Muchos dicen, como para restarle valor, que hay quien no mira más allá de su calle, encerrado en su pequeño mundo. Pero seamos comprensivos: esa calle es lo primero que uno ve en cuanto pone el pie fuera de su casa, que es un mundo más pequeño aún; cuando uno abre la puerta de su refugio está diciendo hola a todo lo demás. Así que sí, es un espacio muy importante que, sumándose unos a otros y enredados, forman la ciudad. Que se lo digan a quienes deciden el IBI que corresponde a cada una.

Mi calle es una calle infinita en el estricto sentido del término: no acaba nunca. A su sufrido asfalto y su medio renovada acera le sigue una corta vía paradójica en la que los baches son más anchos que la calzada, y después un inmenso solar abandonado, desvigilado por una valla derruida, y luego una serie de muros y esteros, y más allá ya el mar de la Bahía con sus caminos de agua siempre abiertos.

Pues una de esas mañanas que sales al mundo te encuentras de pronto con que alguien te lo ha cambiado: el lateral donde aparcabas tranquilamente tu coche (porque esas ventajas tiene vivir en la frontera) desde hacía más de treinta años ha sido pintado de amarillo, suponemos que por la autoridad militar que posee la trasera del Hospital de San Carlos, y que a lo mejor ha caído ahora, después de tanto tiempo, en que necesita ese bordillo para la seguridad nacional.

Y pocos días después, los árboles pegados a esa cerca, que alojaban desde hace décadas a bandadas de tórtolas, gorriones, mirlos y otras aves estacionales que nunca me molestaron con su canto, eran talados por una sierra inclemente y trasladados en un camión bastante herrumbroso, como una especie de operación relámpago que ríete tú de la invasión de Peregil.
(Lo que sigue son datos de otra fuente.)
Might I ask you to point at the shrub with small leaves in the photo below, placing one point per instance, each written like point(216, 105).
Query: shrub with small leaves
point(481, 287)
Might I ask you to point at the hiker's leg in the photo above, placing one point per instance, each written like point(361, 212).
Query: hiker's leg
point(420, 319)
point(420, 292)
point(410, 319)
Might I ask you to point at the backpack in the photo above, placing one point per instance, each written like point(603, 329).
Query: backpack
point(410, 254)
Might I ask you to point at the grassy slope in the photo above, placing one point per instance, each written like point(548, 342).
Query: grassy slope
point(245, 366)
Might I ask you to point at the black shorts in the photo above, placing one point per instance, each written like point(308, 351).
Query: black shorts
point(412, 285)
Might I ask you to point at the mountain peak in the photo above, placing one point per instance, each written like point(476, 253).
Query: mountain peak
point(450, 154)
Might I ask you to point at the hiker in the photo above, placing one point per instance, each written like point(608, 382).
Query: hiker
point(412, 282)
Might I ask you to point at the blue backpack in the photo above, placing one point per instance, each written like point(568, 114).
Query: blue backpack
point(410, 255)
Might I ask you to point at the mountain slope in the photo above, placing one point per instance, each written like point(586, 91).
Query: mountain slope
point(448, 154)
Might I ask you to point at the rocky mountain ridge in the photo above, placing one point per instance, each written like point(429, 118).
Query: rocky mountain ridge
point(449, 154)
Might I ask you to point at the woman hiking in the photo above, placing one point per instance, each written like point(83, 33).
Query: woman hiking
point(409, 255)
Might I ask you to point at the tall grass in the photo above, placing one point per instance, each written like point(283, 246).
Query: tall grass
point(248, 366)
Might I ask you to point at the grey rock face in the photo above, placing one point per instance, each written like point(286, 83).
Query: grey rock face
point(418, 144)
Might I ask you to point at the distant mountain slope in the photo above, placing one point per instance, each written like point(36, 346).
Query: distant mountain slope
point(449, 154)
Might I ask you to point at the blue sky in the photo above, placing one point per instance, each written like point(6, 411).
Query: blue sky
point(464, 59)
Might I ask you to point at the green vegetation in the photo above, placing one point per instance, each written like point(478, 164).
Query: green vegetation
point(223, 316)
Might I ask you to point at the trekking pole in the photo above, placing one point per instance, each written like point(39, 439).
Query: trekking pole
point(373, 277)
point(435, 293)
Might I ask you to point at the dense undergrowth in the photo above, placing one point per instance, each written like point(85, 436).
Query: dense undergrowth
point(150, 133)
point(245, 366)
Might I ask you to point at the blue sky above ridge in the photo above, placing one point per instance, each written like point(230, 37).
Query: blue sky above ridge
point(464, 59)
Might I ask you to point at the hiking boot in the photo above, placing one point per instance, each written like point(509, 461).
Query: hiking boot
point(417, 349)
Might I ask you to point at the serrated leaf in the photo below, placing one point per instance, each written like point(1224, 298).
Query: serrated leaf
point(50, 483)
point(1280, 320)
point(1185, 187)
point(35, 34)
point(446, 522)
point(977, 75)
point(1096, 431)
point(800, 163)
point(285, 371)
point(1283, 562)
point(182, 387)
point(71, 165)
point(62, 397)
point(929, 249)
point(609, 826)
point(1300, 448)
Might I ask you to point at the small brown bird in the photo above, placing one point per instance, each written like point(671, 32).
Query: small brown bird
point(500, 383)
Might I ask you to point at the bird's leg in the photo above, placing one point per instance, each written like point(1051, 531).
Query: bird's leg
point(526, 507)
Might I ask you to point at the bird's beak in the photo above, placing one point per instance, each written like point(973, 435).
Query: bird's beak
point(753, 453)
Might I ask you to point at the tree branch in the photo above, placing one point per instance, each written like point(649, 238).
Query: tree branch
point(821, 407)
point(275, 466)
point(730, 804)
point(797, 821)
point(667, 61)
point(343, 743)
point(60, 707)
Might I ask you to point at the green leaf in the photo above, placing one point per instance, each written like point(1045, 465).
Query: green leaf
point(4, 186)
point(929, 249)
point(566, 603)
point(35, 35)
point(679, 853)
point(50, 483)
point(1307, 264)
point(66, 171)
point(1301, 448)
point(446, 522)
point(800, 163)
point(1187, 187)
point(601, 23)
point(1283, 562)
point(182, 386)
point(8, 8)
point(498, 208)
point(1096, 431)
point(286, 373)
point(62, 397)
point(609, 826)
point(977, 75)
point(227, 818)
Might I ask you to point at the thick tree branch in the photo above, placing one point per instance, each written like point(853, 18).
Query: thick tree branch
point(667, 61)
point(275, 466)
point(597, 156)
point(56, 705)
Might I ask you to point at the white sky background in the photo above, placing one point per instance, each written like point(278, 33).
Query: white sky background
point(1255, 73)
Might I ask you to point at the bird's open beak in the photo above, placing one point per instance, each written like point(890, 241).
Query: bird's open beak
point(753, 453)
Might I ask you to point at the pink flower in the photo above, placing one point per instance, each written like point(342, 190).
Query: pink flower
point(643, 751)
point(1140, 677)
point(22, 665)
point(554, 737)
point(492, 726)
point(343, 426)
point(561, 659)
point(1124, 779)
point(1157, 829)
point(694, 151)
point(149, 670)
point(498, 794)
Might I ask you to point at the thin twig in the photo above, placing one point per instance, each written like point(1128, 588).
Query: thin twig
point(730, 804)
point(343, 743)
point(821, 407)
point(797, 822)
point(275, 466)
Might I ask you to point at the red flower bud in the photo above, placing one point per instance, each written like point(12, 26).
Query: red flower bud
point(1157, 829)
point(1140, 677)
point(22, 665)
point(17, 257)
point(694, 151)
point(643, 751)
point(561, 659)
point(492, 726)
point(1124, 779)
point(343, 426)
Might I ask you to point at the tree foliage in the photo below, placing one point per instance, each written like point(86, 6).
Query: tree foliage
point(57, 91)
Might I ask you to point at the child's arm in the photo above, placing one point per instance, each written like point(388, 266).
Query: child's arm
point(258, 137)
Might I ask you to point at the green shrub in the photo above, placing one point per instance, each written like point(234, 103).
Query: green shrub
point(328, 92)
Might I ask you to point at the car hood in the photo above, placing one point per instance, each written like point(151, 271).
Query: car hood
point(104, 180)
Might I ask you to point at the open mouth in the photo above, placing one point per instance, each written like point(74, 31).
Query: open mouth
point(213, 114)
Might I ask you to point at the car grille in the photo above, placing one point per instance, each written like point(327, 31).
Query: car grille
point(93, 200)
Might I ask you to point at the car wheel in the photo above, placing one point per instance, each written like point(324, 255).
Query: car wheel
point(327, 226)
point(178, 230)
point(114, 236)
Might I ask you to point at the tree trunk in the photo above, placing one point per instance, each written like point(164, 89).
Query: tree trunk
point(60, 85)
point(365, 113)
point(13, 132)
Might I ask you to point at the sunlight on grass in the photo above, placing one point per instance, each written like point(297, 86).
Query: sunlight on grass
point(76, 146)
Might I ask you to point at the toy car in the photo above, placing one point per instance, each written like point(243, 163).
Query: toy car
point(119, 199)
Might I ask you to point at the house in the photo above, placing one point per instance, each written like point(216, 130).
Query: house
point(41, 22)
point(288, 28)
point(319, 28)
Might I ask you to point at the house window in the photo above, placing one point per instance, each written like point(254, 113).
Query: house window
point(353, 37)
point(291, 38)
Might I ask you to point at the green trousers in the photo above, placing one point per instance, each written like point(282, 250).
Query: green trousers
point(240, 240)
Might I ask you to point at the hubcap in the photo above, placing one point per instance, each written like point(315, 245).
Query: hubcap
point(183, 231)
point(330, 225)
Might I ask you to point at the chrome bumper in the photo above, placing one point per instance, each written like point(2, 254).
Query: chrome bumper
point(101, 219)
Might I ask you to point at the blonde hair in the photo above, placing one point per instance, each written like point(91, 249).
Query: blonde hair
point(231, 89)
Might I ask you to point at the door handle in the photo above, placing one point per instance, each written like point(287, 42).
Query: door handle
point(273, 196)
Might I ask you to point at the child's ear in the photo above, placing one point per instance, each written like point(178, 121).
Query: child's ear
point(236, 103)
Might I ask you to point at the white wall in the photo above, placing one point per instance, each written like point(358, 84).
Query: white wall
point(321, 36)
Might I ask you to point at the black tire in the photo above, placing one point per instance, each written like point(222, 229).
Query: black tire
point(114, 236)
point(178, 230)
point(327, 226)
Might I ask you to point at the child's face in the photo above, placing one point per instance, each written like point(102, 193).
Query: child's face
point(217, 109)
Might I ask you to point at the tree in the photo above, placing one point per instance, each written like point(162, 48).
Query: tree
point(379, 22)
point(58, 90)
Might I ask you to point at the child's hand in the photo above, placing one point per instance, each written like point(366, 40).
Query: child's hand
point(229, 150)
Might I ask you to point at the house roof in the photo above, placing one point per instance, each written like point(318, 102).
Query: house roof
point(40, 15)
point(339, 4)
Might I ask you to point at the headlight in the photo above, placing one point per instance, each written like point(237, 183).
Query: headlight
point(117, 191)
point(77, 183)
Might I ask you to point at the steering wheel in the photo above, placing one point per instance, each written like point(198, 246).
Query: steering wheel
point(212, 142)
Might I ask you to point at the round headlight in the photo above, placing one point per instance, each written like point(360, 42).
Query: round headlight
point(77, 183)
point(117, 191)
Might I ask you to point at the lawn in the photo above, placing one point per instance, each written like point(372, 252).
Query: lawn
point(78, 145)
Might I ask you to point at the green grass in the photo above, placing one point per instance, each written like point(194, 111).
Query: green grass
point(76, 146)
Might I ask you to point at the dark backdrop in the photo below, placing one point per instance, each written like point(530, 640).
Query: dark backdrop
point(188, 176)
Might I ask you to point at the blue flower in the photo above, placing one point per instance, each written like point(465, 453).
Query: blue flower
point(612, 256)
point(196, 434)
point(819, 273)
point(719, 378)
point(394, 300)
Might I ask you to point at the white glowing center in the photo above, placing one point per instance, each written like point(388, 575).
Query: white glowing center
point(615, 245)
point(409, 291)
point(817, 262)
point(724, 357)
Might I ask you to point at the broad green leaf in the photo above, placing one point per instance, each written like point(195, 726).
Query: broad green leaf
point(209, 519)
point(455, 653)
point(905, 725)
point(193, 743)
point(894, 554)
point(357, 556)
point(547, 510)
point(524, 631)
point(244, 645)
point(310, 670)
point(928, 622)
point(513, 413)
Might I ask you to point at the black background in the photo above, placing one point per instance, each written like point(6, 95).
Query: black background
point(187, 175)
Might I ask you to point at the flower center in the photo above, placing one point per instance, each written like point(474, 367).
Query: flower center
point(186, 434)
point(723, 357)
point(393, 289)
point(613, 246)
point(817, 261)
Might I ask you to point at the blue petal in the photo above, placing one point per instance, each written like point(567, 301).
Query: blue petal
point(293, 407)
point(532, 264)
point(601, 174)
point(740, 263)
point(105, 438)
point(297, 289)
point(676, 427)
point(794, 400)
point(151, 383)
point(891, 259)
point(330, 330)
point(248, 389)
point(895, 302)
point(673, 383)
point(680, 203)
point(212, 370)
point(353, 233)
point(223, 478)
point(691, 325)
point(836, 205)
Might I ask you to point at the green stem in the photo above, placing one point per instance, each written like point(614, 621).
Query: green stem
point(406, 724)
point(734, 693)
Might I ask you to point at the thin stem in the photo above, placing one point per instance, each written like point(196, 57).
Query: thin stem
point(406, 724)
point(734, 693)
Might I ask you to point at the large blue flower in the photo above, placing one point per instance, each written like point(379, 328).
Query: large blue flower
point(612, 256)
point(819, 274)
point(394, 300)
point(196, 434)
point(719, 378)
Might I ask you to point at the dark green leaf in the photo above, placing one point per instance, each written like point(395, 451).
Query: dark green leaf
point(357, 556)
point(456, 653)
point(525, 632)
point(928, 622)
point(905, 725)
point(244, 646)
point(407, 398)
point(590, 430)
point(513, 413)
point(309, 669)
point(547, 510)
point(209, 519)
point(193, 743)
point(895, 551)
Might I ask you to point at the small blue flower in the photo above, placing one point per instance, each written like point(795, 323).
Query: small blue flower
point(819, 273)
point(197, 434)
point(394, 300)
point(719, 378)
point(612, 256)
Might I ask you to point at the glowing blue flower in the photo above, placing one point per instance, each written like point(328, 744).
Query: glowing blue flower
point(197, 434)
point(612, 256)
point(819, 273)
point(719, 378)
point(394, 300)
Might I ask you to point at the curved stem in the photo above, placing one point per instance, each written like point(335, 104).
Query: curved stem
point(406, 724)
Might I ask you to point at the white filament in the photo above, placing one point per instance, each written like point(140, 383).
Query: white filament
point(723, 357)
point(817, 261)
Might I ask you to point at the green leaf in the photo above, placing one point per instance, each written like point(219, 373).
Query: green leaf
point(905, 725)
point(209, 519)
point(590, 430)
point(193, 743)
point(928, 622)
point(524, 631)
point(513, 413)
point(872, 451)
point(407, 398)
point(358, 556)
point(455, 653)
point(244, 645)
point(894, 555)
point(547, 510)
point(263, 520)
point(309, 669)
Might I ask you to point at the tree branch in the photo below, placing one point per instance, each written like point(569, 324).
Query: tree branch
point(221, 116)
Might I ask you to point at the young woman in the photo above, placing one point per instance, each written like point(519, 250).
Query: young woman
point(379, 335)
A las pocas horas, las tórtolas (probablemente espías enemigos) se posaban desorientadas en las farolas cercanas que han dejado en pie, y los gorriones revoloteaban por toda la urbanización, buscando su primavera en las cornisas y azoteas.

Ahora salgo por las mañanas y ya no hay sombra en la acera desacompañada de coches. El sol es un poco más inclemente en este abril disfrazado de julio, y veo que algunos conductores urgidos por la visita al hospital desafían la prohibición de aparcar, o la sortean taponando el pequeño carril infinito un poco más allá. Aún no sé si alguien mandará tanques para desalojarlos.